Posted on 06/23/2022 12:41:29 PM PDT by Eleutheria5
Why should it be necessary to challenge them? Shouldn't this decision negate all the others with the same flaw?
Kill the baby riots in 3...2...1...
Thank you.
As of now I have heard or read that both California and New Jersey authorities have stated that the law just ruled unConstitutional will not be enforced. Even New York didn't exactly say that they would continue to enforce the offending law.
Maybe they’ll secede from the Union. Maybe they should be kicked out.
Basing decisions of the constitutionality of a law by using precedent, is called ‘case law’, and, like pepper, should be used sparingly.
It is used waaaay too much in recent times. It’s basically a lazy judge’s way of avoiding the subject at hand by citing ‘case law’ from a hundred or more years...........................
Not arguing with your remark, just adding that my personal definition of “case law” is “the body of published appellate cases.”
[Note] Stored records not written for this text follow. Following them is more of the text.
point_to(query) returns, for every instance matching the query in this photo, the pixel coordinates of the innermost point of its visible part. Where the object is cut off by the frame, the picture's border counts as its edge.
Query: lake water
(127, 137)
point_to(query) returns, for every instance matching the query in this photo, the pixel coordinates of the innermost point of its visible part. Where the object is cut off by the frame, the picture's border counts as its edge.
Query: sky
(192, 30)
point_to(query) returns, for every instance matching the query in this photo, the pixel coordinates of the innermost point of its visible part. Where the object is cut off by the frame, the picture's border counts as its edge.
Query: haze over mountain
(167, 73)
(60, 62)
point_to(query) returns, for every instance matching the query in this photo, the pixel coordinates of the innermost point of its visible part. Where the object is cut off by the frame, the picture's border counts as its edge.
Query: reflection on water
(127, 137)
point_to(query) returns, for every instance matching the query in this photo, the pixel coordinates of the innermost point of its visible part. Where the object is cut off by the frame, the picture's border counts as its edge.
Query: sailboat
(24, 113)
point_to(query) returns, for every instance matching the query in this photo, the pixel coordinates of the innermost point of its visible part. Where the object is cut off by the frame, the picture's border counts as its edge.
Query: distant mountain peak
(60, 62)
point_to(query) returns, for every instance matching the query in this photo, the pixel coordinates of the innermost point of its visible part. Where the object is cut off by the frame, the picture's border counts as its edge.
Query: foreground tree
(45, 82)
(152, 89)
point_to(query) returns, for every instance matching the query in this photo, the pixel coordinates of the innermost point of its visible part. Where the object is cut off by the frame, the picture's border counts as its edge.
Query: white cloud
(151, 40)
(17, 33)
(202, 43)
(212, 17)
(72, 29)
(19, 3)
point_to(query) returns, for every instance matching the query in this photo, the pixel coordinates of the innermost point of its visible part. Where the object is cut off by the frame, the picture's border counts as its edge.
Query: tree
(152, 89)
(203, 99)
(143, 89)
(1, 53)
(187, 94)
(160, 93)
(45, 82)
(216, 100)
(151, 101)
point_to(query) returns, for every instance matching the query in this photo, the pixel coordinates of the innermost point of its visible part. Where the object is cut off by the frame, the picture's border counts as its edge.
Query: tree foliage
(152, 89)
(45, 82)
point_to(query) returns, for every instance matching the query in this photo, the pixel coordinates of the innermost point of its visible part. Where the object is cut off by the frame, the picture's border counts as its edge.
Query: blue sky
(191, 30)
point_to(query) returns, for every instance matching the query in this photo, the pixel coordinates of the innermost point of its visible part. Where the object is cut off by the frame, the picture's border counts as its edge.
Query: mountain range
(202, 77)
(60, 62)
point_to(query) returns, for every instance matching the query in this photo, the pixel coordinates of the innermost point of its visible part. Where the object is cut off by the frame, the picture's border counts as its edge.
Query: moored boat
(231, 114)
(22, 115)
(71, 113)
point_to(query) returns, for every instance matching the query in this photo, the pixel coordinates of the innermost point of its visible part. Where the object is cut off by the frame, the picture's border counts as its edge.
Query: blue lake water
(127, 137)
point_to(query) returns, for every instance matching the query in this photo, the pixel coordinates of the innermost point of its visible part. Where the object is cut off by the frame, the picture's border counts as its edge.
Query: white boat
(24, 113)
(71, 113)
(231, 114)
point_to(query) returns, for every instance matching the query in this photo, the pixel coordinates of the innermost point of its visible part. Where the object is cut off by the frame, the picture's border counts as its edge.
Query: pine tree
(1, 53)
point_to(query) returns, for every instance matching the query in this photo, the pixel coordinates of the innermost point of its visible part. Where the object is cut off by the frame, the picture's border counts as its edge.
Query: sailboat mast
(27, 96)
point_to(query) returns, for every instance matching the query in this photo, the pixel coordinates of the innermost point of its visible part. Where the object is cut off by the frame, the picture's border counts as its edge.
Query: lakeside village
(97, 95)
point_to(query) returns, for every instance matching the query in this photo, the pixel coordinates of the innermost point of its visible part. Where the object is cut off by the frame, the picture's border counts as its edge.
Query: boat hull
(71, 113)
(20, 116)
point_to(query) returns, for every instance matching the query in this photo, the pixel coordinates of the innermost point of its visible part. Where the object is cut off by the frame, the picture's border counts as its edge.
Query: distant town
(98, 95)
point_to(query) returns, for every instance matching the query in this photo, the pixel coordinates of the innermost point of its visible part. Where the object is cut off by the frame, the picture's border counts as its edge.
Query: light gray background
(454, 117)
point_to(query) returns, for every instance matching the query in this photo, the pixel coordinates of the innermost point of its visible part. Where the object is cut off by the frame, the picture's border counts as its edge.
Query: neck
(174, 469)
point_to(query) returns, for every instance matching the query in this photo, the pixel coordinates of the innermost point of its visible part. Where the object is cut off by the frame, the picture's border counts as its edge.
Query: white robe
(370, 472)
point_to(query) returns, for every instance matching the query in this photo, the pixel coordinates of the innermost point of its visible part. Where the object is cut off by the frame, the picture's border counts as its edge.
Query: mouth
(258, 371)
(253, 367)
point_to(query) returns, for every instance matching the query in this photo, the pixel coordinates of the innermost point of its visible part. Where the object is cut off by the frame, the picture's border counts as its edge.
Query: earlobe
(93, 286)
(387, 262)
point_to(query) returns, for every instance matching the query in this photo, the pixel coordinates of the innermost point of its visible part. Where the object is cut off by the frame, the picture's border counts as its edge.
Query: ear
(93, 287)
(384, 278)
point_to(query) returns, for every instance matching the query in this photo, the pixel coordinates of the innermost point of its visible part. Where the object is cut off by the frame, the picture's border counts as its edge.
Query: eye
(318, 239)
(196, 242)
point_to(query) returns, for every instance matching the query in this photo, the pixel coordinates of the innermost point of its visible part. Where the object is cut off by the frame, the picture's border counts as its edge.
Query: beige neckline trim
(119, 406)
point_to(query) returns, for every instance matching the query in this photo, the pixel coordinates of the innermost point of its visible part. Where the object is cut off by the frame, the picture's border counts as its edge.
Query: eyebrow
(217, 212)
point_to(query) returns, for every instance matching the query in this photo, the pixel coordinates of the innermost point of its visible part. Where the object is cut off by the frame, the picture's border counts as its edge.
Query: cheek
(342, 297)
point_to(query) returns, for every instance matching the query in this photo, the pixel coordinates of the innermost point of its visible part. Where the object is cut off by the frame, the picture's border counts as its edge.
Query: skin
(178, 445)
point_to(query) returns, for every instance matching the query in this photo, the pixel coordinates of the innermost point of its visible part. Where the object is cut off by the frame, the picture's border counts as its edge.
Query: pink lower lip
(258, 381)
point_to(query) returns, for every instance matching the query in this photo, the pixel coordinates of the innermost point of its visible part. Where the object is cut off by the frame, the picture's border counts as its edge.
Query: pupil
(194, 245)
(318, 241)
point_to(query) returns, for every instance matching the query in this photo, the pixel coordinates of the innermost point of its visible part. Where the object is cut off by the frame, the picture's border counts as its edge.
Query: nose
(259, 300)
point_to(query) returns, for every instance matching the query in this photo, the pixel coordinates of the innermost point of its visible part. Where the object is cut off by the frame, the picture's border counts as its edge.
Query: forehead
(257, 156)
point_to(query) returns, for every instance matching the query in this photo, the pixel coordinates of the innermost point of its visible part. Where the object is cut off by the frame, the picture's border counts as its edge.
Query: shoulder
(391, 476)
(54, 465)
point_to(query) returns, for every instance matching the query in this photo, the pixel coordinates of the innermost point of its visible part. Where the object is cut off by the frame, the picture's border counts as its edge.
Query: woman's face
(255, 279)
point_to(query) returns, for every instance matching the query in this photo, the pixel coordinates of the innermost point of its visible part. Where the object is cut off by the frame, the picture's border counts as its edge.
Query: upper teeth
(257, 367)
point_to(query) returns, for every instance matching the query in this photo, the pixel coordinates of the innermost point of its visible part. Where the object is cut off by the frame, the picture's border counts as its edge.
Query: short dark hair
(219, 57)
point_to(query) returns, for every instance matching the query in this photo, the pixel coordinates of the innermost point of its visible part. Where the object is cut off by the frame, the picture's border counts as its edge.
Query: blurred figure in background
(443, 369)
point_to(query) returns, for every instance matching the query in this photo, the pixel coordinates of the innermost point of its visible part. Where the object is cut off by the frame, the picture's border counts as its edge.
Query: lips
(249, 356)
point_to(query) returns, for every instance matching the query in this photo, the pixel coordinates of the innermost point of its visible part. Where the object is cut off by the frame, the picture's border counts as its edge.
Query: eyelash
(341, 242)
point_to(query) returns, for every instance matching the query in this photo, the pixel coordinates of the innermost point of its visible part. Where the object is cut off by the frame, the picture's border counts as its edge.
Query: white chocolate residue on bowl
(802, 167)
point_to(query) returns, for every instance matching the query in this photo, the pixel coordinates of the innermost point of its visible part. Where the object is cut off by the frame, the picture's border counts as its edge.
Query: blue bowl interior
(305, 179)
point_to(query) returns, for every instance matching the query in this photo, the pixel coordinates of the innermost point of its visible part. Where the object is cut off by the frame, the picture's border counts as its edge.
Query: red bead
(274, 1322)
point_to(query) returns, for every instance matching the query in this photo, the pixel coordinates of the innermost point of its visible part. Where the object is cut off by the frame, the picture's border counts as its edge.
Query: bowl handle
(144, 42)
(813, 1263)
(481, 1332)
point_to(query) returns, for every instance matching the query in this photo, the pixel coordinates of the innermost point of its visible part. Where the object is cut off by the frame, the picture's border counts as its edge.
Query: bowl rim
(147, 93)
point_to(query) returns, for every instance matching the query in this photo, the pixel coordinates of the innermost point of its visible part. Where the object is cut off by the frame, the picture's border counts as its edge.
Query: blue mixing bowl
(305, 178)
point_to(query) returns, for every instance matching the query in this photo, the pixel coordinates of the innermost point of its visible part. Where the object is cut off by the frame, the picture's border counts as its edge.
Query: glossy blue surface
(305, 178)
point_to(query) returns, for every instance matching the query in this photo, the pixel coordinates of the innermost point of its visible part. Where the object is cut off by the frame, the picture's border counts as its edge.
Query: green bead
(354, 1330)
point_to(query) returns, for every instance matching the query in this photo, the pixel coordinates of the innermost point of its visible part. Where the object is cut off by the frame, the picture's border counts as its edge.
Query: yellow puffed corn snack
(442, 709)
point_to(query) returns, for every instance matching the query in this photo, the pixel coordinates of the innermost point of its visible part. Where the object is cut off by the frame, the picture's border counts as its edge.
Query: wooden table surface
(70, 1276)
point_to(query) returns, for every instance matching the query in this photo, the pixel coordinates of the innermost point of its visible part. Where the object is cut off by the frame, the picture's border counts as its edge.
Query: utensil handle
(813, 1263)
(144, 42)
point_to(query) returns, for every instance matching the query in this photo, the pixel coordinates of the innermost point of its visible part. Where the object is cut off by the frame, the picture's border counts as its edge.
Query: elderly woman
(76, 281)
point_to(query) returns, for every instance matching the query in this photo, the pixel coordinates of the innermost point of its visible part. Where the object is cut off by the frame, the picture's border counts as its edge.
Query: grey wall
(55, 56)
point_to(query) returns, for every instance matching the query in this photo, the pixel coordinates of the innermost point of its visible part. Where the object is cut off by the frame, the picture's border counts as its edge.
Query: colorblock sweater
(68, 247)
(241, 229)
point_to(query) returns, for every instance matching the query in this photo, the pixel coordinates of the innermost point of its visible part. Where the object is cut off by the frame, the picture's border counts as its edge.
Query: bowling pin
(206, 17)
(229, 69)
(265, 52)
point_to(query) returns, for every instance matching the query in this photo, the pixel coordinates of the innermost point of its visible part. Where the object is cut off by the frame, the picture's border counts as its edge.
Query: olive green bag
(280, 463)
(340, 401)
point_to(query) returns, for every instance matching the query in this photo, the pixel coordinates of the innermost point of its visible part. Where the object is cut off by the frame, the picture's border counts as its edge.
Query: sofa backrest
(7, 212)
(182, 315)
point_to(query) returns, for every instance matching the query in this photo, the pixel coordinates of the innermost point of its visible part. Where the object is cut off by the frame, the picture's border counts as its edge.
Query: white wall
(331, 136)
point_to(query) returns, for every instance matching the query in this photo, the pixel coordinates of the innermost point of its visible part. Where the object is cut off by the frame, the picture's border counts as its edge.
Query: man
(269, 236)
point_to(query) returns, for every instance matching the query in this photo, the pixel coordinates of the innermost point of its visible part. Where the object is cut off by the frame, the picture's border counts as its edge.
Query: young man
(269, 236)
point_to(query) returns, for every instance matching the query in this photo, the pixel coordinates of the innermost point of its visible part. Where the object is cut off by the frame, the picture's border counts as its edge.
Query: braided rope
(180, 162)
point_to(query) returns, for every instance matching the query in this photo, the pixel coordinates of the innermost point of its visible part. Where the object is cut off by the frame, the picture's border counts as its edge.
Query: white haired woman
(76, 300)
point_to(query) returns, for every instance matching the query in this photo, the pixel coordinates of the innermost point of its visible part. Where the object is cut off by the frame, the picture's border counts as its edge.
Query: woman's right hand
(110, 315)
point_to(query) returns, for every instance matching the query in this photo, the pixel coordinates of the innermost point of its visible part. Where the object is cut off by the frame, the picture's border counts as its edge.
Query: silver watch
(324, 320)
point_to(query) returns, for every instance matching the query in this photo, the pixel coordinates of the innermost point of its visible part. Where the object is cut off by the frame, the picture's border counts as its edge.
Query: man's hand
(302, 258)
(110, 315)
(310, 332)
Compared with statutory law, constitutions, etc. Certainly there are cases about statutes and constitutions (obviously), but case law also encompases torts, property, contracts, and other subjects that have not much in the way of definite statutory basis.
There are enough precedents in existence that it is trivial for a judge to get any outcome he wants, simply by selected precedent and sometimes misleading about what it stands for. Odds of being overturned are minuscule.
Yep, and that's why they do it!....................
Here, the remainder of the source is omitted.